Four first-class performances light up the excellent new script for television of Tennessee Williams’s play in director Anthony Harvey’s 1973 TV movie The Glass Menagerie. It won four Primetime Emmys.
Katharine Hepburn is battling the disadvantages of both age and strength of character, so she is not really ideally cast. But nevertheless she is very fine and moving in her TV movie début as the faded Southern belle Amanda Wingfield, while Michael Moriarty eats up the support role of the Gentleman Caller and won the Best Supporting Actor in Drama Emmy for it, and Joanna Miles won the Best Supporting Actress in Drama as Amanda’s daughter shy, crippled daughter, Laura Wingfield. Sam Waterston is solid as the reminiscing poetic son, merchant marine officer Tom Wingfield.
Moriarty won a second Emmy as Supporting Actor of the Year and Miles a second one as Supporting Actress of the Year.
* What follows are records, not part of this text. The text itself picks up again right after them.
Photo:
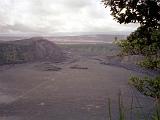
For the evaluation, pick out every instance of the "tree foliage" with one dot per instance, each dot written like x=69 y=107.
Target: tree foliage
x=145 y=12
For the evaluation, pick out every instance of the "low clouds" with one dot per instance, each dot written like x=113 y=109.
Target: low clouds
x=52 y=16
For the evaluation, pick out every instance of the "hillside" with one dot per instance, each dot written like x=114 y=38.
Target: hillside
x=27 y=50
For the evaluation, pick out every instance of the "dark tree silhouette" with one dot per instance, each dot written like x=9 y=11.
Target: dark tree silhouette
x=145 y=12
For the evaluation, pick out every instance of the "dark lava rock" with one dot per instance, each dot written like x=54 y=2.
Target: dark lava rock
x=78 y=67
x=33 y=49
x=47 y=67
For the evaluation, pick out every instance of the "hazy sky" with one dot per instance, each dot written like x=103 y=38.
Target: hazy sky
x=54 y=16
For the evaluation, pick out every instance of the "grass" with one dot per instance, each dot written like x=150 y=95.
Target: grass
x=133 y=113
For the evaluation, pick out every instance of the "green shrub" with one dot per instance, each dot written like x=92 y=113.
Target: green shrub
x=147 y=86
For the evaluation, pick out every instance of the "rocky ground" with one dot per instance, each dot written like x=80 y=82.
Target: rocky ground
x=75 y=89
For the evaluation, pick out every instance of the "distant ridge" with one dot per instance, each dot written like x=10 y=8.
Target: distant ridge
x=27 y=50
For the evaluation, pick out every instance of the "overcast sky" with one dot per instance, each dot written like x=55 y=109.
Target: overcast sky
x=58 y=16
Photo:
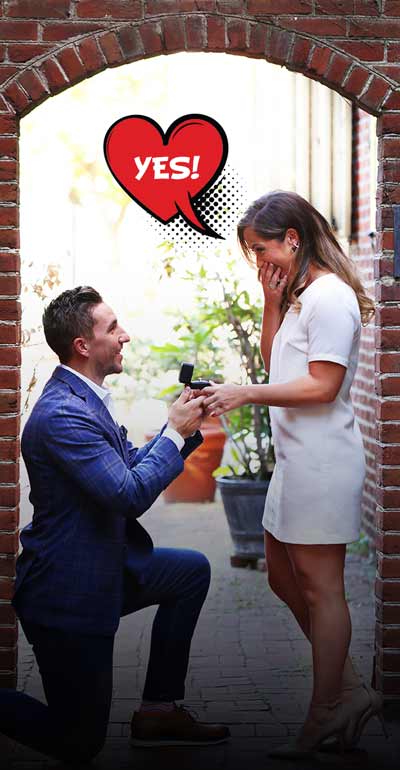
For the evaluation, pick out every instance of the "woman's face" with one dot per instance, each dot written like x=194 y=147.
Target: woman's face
x=278 y=253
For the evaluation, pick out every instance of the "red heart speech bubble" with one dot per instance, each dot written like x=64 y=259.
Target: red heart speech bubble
x=164 y=173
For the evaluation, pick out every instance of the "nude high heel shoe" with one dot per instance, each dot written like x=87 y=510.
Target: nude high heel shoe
x=361 y=704
x=324 y=721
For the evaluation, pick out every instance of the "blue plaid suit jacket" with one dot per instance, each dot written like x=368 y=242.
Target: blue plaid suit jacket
x=88 y=485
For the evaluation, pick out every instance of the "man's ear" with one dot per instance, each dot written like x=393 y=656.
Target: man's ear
x=80 y=346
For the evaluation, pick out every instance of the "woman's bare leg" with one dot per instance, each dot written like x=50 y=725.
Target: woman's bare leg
x=283 y=582
x=319 y=575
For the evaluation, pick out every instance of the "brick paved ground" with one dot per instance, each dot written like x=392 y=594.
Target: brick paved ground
x=250 y=665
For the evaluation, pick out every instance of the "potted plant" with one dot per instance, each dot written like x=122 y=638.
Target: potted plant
x=229 y=320
x=243 y=480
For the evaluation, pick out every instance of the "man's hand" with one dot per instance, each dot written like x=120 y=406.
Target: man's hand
x=222 y=398
x=186 y=413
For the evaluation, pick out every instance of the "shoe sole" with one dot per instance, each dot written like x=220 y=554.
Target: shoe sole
x=138 y=743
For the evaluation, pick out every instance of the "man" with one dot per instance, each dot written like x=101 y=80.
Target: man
x=86 y=560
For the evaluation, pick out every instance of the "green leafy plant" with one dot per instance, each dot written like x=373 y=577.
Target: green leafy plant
x=222 y=335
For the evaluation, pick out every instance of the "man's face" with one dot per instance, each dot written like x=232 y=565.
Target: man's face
x=104 y=348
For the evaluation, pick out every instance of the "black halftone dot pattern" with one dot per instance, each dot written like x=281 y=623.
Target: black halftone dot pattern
x=220 y=208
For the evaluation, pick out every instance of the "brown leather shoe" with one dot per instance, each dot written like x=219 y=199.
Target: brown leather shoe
x=174 y=728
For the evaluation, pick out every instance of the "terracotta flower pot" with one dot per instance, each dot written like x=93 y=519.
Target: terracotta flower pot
x=196 y=484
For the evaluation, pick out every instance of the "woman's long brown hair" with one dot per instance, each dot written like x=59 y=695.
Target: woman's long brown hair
x=272 y=215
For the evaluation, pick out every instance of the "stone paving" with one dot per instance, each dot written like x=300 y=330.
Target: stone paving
x=250 y=665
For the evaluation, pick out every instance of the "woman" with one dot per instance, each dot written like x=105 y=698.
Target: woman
x=314 y=306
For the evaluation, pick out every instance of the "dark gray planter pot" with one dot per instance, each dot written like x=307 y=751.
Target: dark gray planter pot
x=244 y=501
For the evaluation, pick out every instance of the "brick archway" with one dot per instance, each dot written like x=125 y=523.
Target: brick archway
x=49 y=46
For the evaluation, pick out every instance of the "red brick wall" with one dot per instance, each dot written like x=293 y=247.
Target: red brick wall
x=352 y=46
x=362 y=250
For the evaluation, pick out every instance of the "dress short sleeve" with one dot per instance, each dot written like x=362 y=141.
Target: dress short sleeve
x=333 y=322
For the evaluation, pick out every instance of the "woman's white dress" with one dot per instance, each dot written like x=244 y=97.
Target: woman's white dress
x=315 y=492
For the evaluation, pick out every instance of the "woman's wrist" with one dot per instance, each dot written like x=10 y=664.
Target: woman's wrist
x=246 y=395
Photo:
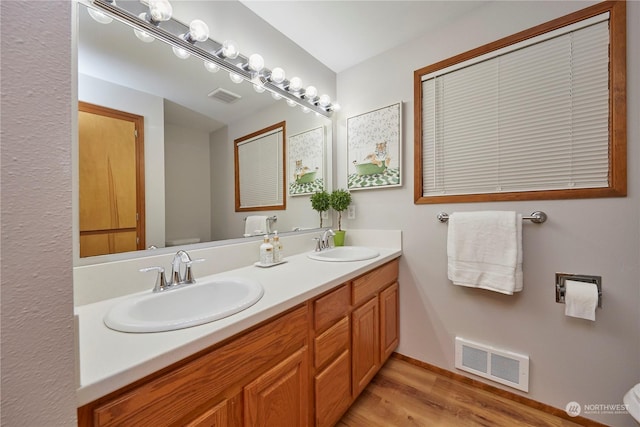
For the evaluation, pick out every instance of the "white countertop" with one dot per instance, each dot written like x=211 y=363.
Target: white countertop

The Glass Menagerie is directed by Anthony Harvey, runs 98 minutes, is made by Talent, is released by ABC, is written by Stewart Stern, based on the play by Tennessee Williams, is shot by Billy Williams, is produced by David Susskind, and is scored by John Barry, with Production Design by Terence Marsh.
It was filmed at Pinewood Studios, Iver Heath, Buckinghamshire, England, and at Universal Studios, California.
It follows the 1950 film version The Glass Menagerie (with Gertrude Lawrence) and it was filmed again by Paul Newman in 1987 (with Joanne Woodward) as The Glass Menagerie. Unlike the 1950 film, there is no opening up this time, with just the four characters of the play.